Smart Proxy: Future Design, Scaling and Use Cases

ehelms · January 22, 2021, 2:30am

Thank you all for the great discussions thus far. I am going to attempt to re-cap the highlights and proposals. At the end I am going to try to set the stage for further discussions.

First off, from its original intent and this thread we can take away that we should think of the current smart-proxy as a control plane intended to provide APIs and discovery of services. And that this fact can and does impose a heightened security need for the smart-proxy that client end points pose a risk to. That smart-proxy traffic should aim to be limited to largely Foreman <-> smart-proxy or, in some cases, smart-proxy <-> service. And that a user ought to be able to have a fairly strict firewall setup for the smart-proxy to reduce attack surface.

The general proposal is that there should exist at least one additional service that is dedicated to client traffic. And possibly a further break out of services into either groups of related services or dedicated services that map 1:1 with functionality supported. A quick recap of client services today or proposed (I may miss one):

templates
global registration
container gateway
subscription-manager proxying (today handled by Apache reverse proxy)
facts
openscap
REX
SSH keys

I think it is important here, that as we consider this, we look at the software vs concepts and ensure we draw the lines correctly. We have the smart-proxy software, that is a Sinatra based web application serving multiple end points and providing a base set of functionality such as handling SSL, certificates, configuration, and plugins. Concept wise we have the Foreman Proxy, the process that runs on a system and represents an instance of the smart-proxy. And in the UI/API we have Smart Proxies that are registered and managed. Stretch this out to the Katello use case and we end up with what we often call a Foreman Content Proxy that both adds a defined set of services and functionality (Pulp, reverse proxy, Qpid) and is treated conceptually as a single entity. That is, Katello tends to think of managing the entire host as the Content Proxy, not just the Smart Proxy software even though that is how it’s surfaced in Foreman as an object.

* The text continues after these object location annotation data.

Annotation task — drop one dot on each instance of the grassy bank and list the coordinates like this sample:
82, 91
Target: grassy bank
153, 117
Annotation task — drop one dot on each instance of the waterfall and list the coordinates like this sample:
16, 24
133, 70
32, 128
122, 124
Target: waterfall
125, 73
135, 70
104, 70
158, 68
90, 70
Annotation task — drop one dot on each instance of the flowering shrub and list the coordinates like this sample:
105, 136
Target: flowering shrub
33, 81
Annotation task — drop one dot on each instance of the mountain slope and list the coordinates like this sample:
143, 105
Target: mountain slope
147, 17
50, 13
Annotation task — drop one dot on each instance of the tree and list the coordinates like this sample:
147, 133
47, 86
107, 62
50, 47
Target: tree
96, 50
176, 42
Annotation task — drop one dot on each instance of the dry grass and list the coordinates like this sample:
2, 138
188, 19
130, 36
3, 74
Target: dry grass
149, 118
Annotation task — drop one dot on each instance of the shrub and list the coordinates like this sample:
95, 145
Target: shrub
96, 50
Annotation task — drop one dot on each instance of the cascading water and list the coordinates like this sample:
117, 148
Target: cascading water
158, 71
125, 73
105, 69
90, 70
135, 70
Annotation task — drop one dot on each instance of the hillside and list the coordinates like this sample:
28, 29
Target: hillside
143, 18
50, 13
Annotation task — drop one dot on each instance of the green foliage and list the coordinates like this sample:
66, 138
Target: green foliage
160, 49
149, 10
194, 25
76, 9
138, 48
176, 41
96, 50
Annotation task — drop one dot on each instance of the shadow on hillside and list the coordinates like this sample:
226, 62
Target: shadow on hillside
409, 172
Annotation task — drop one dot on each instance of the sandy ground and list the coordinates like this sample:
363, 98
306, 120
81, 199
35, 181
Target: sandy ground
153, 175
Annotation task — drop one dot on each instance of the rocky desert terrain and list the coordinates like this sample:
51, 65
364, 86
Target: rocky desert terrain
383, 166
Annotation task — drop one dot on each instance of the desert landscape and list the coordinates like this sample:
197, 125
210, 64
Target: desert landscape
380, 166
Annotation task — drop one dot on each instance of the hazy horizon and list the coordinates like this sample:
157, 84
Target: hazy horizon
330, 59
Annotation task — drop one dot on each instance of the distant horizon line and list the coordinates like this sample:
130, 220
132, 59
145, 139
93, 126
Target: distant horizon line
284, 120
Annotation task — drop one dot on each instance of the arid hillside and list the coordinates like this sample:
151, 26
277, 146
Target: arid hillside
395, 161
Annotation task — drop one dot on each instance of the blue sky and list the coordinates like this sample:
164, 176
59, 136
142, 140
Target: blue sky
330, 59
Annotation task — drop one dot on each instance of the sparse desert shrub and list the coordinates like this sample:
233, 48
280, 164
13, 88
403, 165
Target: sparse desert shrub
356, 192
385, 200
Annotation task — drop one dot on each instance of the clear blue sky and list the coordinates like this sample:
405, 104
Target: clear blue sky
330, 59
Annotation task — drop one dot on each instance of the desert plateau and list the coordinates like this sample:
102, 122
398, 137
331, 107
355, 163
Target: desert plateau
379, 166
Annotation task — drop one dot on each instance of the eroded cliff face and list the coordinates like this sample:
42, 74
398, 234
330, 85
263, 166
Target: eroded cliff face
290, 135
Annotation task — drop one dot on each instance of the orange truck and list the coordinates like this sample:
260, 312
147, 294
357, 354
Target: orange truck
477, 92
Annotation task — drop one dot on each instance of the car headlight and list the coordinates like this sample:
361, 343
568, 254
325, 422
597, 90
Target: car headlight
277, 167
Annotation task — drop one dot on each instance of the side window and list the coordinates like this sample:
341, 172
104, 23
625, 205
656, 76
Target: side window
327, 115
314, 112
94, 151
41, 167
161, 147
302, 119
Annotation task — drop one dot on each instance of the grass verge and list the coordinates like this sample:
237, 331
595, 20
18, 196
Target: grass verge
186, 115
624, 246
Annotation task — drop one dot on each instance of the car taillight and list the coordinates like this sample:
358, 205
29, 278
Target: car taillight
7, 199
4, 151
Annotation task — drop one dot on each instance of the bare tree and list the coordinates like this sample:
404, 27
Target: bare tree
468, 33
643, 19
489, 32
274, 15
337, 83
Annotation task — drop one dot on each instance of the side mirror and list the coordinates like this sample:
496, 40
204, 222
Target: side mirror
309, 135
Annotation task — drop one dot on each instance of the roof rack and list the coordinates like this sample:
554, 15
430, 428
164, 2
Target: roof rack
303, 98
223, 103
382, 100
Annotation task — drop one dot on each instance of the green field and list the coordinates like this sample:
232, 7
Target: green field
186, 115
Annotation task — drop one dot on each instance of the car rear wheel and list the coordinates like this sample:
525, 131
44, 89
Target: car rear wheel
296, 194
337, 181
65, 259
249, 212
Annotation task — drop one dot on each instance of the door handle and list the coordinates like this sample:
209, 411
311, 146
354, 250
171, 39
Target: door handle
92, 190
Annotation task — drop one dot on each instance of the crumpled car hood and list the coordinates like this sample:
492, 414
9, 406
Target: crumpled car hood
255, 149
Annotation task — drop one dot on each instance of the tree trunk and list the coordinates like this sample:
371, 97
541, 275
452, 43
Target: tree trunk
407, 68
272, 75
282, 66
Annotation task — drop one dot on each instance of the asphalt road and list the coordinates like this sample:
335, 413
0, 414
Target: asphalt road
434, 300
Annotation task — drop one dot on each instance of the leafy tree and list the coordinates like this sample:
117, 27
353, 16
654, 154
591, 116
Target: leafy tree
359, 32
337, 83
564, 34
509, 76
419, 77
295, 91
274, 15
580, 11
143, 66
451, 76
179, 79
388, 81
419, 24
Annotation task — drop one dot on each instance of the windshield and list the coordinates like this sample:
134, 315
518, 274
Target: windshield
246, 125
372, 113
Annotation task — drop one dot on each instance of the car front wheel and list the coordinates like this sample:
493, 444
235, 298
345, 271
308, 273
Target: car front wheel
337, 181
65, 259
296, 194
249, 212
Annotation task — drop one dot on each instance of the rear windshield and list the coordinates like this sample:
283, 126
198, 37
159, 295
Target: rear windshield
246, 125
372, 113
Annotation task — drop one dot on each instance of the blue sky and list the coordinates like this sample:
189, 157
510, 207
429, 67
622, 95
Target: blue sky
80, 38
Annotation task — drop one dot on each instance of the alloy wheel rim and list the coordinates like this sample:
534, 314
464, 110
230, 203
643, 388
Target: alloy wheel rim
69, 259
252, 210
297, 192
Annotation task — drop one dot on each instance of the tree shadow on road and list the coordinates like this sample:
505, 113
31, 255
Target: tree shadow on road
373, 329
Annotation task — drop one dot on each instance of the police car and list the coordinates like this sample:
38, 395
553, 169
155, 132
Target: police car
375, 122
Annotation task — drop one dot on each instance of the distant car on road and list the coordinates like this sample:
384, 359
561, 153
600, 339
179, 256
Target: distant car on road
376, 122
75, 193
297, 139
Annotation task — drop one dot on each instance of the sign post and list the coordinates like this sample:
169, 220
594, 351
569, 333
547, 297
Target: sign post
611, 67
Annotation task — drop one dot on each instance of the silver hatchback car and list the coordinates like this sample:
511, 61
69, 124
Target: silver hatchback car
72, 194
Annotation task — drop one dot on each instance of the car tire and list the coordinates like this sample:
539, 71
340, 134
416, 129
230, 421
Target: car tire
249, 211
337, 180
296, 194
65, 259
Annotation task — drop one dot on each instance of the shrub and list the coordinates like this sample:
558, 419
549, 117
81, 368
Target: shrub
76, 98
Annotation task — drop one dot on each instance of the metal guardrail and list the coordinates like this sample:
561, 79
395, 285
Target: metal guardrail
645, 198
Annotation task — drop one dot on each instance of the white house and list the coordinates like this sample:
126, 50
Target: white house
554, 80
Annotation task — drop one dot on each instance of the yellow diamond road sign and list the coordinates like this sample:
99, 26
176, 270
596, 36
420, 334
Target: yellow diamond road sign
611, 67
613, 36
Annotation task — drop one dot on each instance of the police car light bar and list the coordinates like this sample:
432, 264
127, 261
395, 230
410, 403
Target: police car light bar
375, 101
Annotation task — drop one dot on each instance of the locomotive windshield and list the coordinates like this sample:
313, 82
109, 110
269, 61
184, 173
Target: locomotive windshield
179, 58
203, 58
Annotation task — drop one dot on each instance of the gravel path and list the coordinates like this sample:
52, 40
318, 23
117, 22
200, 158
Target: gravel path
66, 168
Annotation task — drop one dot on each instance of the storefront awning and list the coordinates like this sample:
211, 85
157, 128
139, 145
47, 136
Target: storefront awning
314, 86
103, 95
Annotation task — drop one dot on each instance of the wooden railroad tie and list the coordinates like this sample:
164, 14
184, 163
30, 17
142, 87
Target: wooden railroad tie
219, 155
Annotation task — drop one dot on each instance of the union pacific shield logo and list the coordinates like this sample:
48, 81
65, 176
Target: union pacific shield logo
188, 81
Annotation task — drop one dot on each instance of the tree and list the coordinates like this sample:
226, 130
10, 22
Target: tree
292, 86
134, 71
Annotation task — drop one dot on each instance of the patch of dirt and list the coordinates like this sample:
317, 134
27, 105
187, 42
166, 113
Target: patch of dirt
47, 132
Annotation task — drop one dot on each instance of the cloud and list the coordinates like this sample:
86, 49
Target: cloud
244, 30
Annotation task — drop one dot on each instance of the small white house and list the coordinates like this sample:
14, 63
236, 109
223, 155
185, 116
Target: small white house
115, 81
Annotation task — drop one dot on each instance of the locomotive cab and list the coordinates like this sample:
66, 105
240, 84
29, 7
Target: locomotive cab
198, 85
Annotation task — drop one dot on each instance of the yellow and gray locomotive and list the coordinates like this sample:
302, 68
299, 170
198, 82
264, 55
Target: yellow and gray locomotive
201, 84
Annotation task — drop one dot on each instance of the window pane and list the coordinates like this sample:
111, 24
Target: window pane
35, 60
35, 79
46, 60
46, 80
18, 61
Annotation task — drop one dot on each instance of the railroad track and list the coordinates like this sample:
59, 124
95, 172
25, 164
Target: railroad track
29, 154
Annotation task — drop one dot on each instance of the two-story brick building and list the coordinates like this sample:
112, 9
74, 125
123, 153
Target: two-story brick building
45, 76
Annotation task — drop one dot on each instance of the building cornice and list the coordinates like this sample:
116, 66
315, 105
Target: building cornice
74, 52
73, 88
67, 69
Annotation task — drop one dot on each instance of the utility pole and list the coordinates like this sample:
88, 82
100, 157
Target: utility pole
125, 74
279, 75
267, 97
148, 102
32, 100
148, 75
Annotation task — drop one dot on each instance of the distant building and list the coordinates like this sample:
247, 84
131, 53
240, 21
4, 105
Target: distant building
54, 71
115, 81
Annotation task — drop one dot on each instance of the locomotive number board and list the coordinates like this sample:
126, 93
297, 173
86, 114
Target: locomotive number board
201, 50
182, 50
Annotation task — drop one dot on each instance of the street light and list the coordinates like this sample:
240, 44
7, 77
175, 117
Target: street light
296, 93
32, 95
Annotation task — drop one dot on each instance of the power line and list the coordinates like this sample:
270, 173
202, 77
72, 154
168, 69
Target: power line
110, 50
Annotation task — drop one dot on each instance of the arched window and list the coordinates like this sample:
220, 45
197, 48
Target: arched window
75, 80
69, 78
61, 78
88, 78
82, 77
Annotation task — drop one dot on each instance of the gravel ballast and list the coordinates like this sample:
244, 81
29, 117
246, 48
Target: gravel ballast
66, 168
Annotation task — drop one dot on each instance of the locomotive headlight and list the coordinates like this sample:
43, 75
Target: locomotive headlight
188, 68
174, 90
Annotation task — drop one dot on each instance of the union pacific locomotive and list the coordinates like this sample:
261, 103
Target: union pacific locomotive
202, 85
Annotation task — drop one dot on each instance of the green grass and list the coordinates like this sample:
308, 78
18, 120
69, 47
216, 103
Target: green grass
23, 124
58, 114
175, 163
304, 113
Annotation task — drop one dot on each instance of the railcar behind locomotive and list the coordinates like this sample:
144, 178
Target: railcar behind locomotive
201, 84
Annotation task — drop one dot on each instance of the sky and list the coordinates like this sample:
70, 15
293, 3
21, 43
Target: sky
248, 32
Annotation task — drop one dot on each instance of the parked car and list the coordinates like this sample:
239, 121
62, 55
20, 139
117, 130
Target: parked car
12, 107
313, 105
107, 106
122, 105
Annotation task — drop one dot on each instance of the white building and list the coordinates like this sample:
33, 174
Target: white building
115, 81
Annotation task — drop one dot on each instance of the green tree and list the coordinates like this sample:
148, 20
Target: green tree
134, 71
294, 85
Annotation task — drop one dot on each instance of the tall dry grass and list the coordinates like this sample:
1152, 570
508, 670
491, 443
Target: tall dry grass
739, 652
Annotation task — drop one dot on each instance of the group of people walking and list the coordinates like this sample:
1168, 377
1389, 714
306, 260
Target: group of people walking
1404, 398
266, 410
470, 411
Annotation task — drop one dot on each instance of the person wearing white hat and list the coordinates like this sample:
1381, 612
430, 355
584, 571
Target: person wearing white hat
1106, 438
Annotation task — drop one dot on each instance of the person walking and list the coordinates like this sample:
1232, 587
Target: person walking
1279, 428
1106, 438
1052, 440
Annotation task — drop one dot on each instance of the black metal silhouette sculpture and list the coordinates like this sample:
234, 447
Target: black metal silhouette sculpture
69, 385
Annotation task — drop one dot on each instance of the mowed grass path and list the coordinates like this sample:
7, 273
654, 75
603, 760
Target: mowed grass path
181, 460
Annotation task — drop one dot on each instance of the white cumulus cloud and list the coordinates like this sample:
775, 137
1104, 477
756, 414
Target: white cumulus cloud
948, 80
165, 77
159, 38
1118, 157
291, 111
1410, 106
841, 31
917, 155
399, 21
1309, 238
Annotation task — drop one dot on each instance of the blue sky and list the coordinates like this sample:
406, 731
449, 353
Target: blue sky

Additionally, we have an RFC aimed at enabling Remote Execution against the underlying host that we think of as the conceptual Foreman (Content) Proxy to be able to perform management actions on it from Foreman itself.

Let’s take the easy split to further discuss the various layers of software and concept. Let’s assume we strictly split functionality into what we traditionally think of as a Foreman Proxy (service API and discovery) and new concept, a Client Proxy (for lack of a better term). What would those look like at:

The software level, is this a new project? A creative configuration of the smart-proxy software? How do we ensure at a user and developer level that it is clear what does what, what got deployed and prevent mis-configurations that can lead to some of the security and conceptual concerns?
Conceptually how does this surface inside Foreman? How do I view and manage Foreman Proxies vs Client Proxies?
Should the two be allowed to be co-located? Does this put an additional burden on the user infrastructure wise? Does this make it easier for the user infrastructure wise? Does it give them more choice?
Does this increase or decrease deployment burden?
How would dual purpose features be handled? For example, Katello uses the service discovery nature of the smart-proxy to expose Pulp 3 attributes, but Pulp 3 is client facing.